相手の目を見て穏やかにゆっくりと指摘したら、

ちゃんと納得してくれたようだ。

よかった。彼女は僕にはだいぶ心を開いてくれている。


これが相撲の力だ。

肌と肌をぶつけ合わせて取っ組み合うと

真正面から正々堂々と相手に向き合う清々しさで

関取の心の壁が取り払われるって仕組みに違いない。


ずっと彼女の補佐をしてきたシスマも、

ジェーンの素直さに軽く衝撃を受けている。

口を小さく開けて丸くしていた。


「スゲーマン様、凄いですね」


「二人なら気まずい空気感もなんのそのさ!」


石畳の、ゴミが多くもよく整備された道を進む。

流石は公爵家だ。
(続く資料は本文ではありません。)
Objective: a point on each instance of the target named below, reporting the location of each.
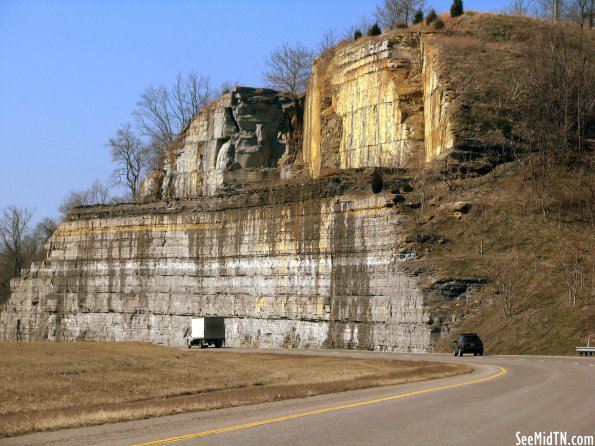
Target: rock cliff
(308, 265)
(243, 221)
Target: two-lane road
(507, 397)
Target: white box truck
(205, 331)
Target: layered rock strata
(307, 266)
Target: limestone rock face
(227, 143)
(377, 102)
(312, 264)
(438, 130)
(319, 271)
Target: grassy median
(47, 386)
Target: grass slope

大通りだだけで屋敷に到着できた。


とても広大で、庭に森がある屋敷。


裏山を持っていた僕の実家ほどではないが、

森があるのは大したものだ。

四方を門番が見張り、家紋をあしらった扉が

要塞もかくやという堅牢さで立っている。


9歳の頃までここで育っていたのに、

公爵令嬢は眉間に皺を寄せて唸っている。

犬が威嚇するのに似ていた。


「よおし、いっせーので門を開けて入ろう」


マントとして耳元で囁く。

衛兵はシスマが軽く気絶させてくれた。


基本はシンプルな行動方針で生きるジェーンでも、

今の彼女の頭にはさぞ色々なことが過っているのだろう。

受け入れられるイメージ、

拒絶されるイメージ、

攻撃されるイメージ。


どれも乗り切る力があっても、

親にまた否定されるかもと考えるのは、

どれだけ覚悟しても心が挫けかねないものだ。


こういう時、自慢でもなんでもなく、

僕が両親にあまりに恵まれたことがネックに成ってしまう。

どうやっても“わかるよ”などとは言えない。

口にした瞬間に嘘つきの親不孝者になってしまうから。


たまたまとは言え、

宇宙一の両親に巡り会った幸運がある以上、

僕はあらゆる家族関係の不和に共感する資格を失くしてしまっている。


僕にできることは彼女の側にいることだけ。

それと辛い結果になれば、

彼女が気分を切り替えるまで話し相手になるくらい。


「よーし!」


覚悟を決め、重々しい巨大な鉄扉を開けた。

力みすぎて根本から捻れてひしゃげ、転がる。

豪快な侵入者に屋敷中の兵士が来ると思ったが、誰もいない。


広間から鬨の声が染み入るように響いていた。

シスマと目を合わせ、静かにそちらへ進むと

昔懐かしい祖国で、元聖女の父が剣を翳して叫んでいた。


「これは我らの天命である!!

 愛娘に不当な汚名を浴びせ、黙っていては何のための剣か!!

 今こそジェーン・エルロンドの起立に呼応し、

 我らも玉座に攻め入り、卑劣な謀略練りし者どもの首を並べん!!」


軍国での最高権力者に相応しい

堂々たる振る舞いと

演説に兵士が熱狂していた。

防音がしっかりした造りの広間にも

地響きとして漏れるほどの熱狂が、そこにはあった。


ジェーンの父親は喜び勇んで

国王と戦をしようとしていた。


「あーー…………」


状況を呑み込み、シスマが納得した。

ジェーン本人は目を白黒させている。

とりあえず、予想外だったが、拒絶はされないのは安心だ。

彼女の父は娘を言い訳と象徴にして

戦争をしたがっている。


けれど、まあなんとかなるだろう、親子なんだし。


「いや無理だって」


僕の独り言が聴こえたのか、

神輿にされようとしている少女が小さくツッコんだ。